You can create a delivery task in the Tablestore console to deliver data from Tablestore to an Object Storage Service (OSS) bucket.
Prerequisites
OSS is activated. A bucket is created in the region where a Tablestore instance resides. For more information, see Activate OSS.
Data delivery allows you to deliver data from a Tablestore instance to an OSS bucket within the same region. To deliver data to another warehouse such as MaxCompute, submit a ticket.
Usage notes
Data delivery is available in the China (Hangzhou), China (Shanghai), China (Beijing), and China (Zhangjiakou) regions.
The delete operation on Tablestore data is ignored when the data is delivered. Tablestore data delivered to OSS is not deleted when you perform a delete operation on the data.
It takes at most one minute for initialization when you create a delivery task.
Latencies are within 3 minutes when data is written at a steady rate. The P99 latency is within 10 minutes when data is synchronized.
NoteThe P99 latency indicates the average latency of the slowest 1% of requests over the previous 10 seconds.
Create a data delivery task
Go to the Instance Management page.
Log on to the Tablestore console.
In the upper part of the page, select a resource group and a region. Find a Tablestore instance that you want to manage in the instance list. Then, click the instance name or Manage Instance in the Actions column.
On the Instance Management page, click the Deliver Data to OSS tab.
(Optional) Create the service-linked role AliyunServiceRoleForOTSDataDelivery.
When you configure data delivery for the first time, you must create the AliyunServiceRoleForOTSDataDelivery role that is used to authorize Tablestore to write data to an OSS bucket. For more information, see AliyunServiceRoleForOTSDataDelivery role.
NoteFor more information about service-linked roles, see Service-linked roles.
On the Deliver Data to OSS tab, click Role for Delivery Service.
In the Role Details message, view related information. Click OK.
Create a delivery task.
On the Deliver Data to OSS tab, click Create Task.
In the Create Task dialog box, configure the following parameters.
Parameter
Description
Task Name
The name of the delivery task.
The name must be 3 to 16 characters in length and can contain only lowercase letters, digits, and hyphens (-). It must start and end with a lowercase letter or digit.
Destination Region
The region where the Tablestore instance and OSS bucket are located.
Source Table
The name of the Tablestore table.
Destination Bucket
The name of the OSS bucket to which you want to deliver data.
ImportantMake sure that a bucket is created in the same region of the Tablestore instance.
Destination Prefix
The prefix of the folder in the bucket.

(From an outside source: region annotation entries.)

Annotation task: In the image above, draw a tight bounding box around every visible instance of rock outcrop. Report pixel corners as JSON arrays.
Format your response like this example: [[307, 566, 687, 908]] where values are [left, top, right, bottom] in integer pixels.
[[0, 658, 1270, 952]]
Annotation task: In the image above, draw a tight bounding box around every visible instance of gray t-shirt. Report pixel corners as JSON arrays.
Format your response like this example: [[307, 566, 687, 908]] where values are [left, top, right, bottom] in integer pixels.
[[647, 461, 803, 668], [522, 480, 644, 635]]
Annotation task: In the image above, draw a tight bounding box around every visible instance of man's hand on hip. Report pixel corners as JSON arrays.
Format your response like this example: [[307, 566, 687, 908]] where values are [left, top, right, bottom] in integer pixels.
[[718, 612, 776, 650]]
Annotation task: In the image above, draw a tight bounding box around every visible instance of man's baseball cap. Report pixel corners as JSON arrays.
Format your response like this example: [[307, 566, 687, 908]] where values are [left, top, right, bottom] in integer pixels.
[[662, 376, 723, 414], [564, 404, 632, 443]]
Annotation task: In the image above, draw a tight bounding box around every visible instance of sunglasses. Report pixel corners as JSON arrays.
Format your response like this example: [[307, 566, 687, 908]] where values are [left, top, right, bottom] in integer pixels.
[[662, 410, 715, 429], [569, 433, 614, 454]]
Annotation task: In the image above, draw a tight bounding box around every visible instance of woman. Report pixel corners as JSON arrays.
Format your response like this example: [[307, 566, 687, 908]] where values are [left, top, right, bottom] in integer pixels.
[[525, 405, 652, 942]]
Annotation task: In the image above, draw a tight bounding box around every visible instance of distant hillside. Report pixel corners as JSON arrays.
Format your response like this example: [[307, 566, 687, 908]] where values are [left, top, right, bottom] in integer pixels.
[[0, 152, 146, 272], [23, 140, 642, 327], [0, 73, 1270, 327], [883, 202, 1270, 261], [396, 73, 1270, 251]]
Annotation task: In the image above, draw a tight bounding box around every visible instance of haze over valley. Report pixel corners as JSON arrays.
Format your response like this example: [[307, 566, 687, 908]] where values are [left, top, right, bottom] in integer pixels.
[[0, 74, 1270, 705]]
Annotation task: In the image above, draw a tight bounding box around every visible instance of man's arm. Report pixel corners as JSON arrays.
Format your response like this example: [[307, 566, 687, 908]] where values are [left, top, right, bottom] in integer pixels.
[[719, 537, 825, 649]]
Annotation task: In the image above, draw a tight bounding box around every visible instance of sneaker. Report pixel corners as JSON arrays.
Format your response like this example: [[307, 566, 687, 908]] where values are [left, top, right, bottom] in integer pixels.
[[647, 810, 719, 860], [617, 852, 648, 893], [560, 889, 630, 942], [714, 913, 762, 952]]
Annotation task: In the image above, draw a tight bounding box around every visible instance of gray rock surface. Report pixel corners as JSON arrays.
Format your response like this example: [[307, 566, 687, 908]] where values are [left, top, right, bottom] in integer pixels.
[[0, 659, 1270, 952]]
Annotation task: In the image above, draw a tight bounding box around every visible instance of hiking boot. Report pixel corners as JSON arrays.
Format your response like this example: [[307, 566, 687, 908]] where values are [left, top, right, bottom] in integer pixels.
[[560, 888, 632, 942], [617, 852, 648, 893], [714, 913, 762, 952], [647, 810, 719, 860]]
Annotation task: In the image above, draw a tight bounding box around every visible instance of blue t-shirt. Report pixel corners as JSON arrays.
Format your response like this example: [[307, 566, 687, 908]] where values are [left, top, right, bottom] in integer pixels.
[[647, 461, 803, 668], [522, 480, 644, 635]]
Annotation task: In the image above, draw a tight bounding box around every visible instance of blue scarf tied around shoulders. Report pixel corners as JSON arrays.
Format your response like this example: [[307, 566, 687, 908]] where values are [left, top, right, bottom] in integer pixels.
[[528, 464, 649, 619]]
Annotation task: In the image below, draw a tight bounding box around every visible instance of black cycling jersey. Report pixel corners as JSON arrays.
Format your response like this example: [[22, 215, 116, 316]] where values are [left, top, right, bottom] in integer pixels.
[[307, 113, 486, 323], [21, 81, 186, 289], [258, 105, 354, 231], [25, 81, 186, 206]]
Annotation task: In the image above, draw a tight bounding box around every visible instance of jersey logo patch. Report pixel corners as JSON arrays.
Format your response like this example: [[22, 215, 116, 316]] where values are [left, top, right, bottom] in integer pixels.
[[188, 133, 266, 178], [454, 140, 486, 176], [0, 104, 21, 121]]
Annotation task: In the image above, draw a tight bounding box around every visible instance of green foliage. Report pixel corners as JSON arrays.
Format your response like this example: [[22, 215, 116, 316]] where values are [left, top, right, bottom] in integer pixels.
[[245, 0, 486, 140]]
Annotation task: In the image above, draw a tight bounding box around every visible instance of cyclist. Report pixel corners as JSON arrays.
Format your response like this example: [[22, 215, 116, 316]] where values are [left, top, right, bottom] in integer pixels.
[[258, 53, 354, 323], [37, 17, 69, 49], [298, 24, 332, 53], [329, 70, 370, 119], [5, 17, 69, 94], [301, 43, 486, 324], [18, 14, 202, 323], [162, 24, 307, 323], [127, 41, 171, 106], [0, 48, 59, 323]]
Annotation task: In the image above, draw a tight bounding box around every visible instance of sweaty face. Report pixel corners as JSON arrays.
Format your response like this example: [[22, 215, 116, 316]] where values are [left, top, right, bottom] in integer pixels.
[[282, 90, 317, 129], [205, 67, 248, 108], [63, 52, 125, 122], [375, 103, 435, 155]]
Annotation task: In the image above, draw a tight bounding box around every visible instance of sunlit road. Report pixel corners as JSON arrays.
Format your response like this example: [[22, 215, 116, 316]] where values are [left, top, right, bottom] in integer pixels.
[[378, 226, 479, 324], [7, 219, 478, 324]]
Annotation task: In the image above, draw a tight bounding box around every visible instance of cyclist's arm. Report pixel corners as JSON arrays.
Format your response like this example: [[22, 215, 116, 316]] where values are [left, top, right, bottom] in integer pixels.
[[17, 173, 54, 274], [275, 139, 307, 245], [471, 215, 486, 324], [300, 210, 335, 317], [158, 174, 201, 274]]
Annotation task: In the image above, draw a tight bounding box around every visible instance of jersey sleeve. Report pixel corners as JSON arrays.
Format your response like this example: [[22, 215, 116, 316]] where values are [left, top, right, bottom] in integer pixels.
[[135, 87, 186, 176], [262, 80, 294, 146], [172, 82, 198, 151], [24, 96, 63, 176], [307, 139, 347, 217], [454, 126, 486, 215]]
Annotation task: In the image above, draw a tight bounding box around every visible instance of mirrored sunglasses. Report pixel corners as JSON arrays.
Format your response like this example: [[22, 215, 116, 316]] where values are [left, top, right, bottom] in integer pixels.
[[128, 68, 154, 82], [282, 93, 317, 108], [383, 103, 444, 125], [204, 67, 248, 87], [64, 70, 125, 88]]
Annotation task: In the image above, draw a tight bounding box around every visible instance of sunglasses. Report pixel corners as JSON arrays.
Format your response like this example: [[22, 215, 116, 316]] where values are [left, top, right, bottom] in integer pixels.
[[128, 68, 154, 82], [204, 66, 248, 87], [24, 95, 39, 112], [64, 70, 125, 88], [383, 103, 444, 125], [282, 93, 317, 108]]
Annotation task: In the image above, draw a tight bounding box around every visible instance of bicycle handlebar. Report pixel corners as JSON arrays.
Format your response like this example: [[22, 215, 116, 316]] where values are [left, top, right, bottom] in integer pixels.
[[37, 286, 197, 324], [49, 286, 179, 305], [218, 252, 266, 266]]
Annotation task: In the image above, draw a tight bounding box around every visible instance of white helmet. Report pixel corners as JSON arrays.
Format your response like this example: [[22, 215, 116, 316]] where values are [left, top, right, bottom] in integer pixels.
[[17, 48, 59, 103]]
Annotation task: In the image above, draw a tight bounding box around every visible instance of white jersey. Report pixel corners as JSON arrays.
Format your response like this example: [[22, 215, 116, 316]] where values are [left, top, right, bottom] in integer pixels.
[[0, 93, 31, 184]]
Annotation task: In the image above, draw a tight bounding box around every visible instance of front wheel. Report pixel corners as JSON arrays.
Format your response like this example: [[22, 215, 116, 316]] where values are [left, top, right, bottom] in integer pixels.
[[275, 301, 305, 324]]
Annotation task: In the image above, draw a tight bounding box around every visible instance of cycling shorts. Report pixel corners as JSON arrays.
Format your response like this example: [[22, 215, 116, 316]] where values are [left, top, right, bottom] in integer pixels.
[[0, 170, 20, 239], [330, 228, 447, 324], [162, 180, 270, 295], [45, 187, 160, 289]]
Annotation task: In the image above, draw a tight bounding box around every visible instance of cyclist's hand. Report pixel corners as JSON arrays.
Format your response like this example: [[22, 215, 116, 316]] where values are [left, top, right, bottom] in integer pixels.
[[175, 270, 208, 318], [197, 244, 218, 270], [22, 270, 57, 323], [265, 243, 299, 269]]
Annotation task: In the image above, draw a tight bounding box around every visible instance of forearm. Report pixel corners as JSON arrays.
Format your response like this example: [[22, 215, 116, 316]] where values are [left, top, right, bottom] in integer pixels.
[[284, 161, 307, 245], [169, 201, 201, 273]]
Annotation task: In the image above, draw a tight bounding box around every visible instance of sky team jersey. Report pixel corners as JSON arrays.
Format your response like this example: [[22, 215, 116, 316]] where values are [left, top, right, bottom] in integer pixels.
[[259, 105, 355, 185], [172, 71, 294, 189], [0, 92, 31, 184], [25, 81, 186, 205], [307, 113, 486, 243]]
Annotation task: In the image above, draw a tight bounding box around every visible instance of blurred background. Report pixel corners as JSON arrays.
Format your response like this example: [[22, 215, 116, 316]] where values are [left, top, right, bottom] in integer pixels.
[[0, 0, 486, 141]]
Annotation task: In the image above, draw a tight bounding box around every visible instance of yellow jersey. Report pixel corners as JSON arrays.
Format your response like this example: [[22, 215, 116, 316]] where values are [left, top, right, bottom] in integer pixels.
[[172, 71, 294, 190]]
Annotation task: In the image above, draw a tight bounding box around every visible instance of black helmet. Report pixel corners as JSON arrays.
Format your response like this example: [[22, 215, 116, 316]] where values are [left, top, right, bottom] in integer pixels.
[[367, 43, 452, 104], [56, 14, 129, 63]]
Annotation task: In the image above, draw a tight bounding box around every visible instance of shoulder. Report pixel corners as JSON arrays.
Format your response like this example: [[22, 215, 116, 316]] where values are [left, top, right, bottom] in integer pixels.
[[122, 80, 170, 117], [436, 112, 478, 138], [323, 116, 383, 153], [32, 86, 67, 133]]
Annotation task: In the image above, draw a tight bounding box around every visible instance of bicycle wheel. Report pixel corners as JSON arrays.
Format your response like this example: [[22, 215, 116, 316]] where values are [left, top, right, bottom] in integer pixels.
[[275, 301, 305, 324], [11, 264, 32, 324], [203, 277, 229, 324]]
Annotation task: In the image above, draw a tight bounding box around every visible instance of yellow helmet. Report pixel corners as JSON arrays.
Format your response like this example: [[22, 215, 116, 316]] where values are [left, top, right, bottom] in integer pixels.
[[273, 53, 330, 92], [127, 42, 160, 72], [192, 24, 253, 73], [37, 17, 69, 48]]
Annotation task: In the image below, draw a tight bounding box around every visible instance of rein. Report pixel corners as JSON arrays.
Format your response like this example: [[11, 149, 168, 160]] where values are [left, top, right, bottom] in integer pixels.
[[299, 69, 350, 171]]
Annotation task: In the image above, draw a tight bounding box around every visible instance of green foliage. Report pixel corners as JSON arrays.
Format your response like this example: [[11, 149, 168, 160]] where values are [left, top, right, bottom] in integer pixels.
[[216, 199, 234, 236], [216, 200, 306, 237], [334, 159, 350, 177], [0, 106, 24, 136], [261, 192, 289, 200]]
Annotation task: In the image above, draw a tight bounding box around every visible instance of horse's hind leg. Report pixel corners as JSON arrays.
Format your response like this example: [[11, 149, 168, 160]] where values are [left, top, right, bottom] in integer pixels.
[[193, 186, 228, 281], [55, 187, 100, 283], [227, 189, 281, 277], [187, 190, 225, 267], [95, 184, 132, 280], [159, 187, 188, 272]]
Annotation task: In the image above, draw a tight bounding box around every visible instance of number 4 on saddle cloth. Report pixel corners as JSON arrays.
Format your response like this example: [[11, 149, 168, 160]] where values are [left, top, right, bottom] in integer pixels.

Data is delivered from Tablestore to the folder. The path of the destination folder supports the following time variables: $yyyy, $MM, $dd, $HH, and $mm. For more information, see the Partition data by time section of this topic.
When the path uses time variables, OSS folders are dynamically generated based on the time at which data is written. This way, the data in OSS are organized, partitioned, and distributed based on time, which follows the hive partition naming style.
When the path does not use time variables, all files are delivered to an OSS folder whose name contains this prefix.
Synchronization Mode
The type of the delivery task. Valid values:
Incremental: Only incremental data is synchronized.
Full: All data in tables is scanned and synchronized.
Differential: Full data is synchronized before incremental data is synchronized.
When Tablestore synchronizes incremental data, you can view the time when data is last delivered and the status of the delivery task.
Destination Object Format
The delivered data is stored in the Parquet format. By default, data delivery uses PLAIN for encoding. PLAIN can be used to encode data of all types.
Schema Generation Type
Specify the columns to be delivered. The order in which fields are sorted in the Tablestore table can be different from the order of fields in the schema. Parquet data stored in OSS is distributed based on the order of fields in the schema.
Select a schema generation type.
If the Schema Generation Type parameter is set to Manual, you must configure the source fields, destination field names, and destination field types for delivery.
If the Schema Generation Type parameter is set to Auto Generate, the system identifies and matches the fields for delivery.
ImportantThe data types must be consistent between the source and destination fields. Otherwise, the fields are discarded as dirty data. For more information about field type mappings, see the Data type mapping section of this topic.
When you configure the schema, you can perform the following operations:
Click +Add Field to add fields for delivery.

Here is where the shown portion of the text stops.